Labour dept pants at half strength

Overworked staff wants vacancies filled

Delhi government's labour department runs on half strength, making it difficult for its staff to carry out its ever-expanding mandate which ranges from settling compensation cases to rehabilitating rescued child workers.

The situation is so grim that a field inspector is burdened with over 1000 compensation cases against the prescribed  500 cases.

“We are overburdened with work almost double our capacity. When there are delays in settling compensation cases, the aggrieved party also drags us to the court. All this because the department is short of staff,” complains a labour inspector. He says despite assurances, nothing has been done to set things right.

The department at present has 282 officials, a mere 50 per cent of the total sanctioned strength of 545. And those officials are crying foul over the burden of work which is mostly of quasi-judicial nature.

The department is charged with  implementation of over 30 labour laws, including those dealing with repatriation and rehabilitation of rescued child workers.  It's responsibilities towards ensuring health, safety and welfare of workers in organised and unorganised sectors are increasing.

Four of the nine posts of deputy labour commissioner are lying vacant.

“Yes, we are dangerously short of staff,” a deputy labour commissioner says. “While people retire every year, none are selected to replace them. Not only this, with various new social welfare schemes and new Acts, the sphere of our work is only increasing.”

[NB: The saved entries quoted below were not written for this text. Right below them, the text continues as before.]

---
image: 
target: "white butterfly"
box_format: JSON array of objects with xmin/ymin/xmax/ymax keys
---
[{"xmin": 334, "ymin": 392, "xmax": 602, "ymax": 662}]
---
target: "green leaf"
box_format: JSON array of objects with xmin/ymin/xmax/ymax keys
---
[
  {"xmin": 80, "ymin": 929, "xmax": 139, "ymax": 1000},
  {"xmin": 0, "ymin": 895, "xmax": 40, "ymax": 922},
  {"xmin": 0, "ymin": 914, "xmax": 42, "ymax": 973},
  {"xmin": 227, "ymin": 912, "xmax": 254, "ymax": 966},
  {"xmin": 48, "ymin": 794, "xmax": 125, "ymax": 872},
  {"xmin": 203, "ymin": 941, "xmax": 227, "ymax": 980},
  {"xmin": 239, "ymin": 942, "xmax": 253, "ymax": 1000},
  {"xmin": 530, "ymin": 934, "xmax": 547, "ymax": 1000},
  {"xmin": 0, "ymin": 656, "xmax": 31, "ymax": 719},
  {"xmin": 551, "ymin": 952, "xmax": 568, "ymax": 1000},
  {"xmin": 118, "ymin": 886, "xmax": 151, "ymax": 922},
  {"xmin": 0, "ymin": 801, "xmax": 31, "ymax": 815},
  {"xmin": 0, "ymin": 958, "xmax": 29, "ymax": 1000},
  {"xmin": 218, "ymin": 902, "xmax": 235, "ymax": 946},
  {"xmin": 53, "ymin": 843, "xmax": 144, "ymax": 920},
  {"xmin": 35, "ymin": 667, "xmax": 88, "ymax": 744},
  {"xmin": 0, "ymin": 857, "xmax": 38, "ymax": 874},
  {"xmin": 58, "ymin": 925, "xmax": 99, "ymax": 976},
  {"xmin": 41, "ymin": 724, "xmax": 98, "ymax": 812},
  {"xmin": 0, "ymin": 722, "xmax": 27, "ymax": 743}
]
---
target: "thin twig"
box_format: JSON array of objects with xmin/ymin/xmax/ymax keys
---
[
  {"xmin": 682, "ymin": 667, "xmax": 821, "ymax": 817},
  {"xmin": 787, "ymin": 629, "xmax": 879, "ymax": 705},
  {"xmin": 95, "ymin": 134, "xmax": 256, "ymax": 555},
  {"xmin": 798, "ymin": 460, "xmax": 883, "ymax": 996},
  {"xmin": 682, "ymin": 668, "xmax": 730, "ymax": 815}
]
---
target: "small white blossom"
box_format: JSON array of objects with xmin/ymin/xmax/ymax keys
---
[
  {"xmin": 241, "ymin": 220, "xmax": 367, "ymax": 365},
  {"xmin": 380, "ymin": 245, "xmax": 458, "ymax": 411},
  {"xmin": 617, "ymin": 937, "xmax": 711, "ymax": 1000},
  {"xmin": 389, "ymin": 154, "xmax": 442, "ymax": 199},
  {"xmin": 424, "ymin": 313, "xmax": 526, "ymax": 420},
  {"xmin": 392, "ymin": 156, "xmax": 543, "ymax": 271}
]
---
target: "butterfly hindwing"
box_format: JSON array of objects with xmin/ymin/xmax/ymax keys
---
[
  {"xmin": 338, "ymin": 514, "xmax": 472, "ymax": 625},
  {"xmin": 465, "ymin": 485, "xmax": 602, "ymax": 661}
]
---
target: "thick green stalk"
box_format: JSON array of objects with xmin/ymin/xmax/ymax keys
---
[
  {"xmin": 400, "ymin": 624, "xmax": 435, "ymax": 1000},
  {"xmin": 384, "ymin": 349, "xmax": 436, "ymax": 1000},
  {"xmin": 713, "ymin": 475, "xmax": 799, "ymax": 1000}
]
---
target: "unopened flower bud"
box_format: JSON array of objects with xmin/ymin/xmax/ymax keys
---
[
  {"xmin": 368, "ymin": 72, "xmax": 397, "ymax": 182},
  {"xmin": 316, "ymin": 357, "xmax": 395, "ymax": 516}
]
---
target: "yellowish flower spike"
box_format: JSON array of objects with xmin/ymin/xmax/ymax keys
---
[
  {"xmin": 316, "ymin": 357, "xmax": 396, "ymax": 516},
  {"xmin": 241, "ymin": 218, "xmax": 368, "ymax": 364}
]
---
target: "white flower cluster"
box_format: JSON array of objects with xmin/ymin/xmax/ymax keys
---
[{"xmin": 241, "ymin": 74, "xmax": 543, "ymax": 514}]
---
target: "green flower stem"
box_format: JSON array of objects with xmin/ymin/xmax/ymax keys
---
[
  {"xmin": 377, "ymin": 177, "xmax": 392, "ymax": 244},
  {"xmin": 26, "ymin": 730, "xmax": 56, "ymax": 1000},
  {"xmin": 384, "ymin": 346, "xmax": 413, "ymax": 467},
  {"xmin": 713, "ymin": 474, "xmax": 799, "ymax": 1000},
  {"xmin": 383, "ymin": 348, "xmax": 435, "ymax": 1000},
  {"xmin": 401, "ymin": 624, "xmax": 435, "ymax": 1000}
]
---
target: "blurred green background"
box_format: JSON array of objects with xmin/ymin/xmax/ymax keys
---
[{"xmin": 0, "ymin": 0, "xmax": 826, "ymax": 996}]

“While lawmakers burden us with additional responsibilities, they don't make provisions for enforcement machinery and bigger budget in the law itself,” adds the official.

He cites the example of child labour laws.  While rescuing children and prosecuting their employer was earlier sufficient, the labour department now is also entrusted with the kids' repatriation, rehabilitation and education.

“We even have to monitor the progress of these children once they are back in their home states. We also provide them funds for their education and see that they are actually educating themselves,” the official said.

Among the reasons for the staff shortage, Delhi Chief Secretary P K Tripathi cites `cumbersome' recruitment procedure and the difficulty at times in finding reserved category candidates for vacancies.

“Besides, the Fifth Pay Commission also came with a rider suggesting that the government should cut down 15 per cent of staff in all departments over the next 10 years,” Tripathi told Deccan Herald.

He said Delhi government will now allow all understaffed departments to hire people on contract, pending regular recruitment.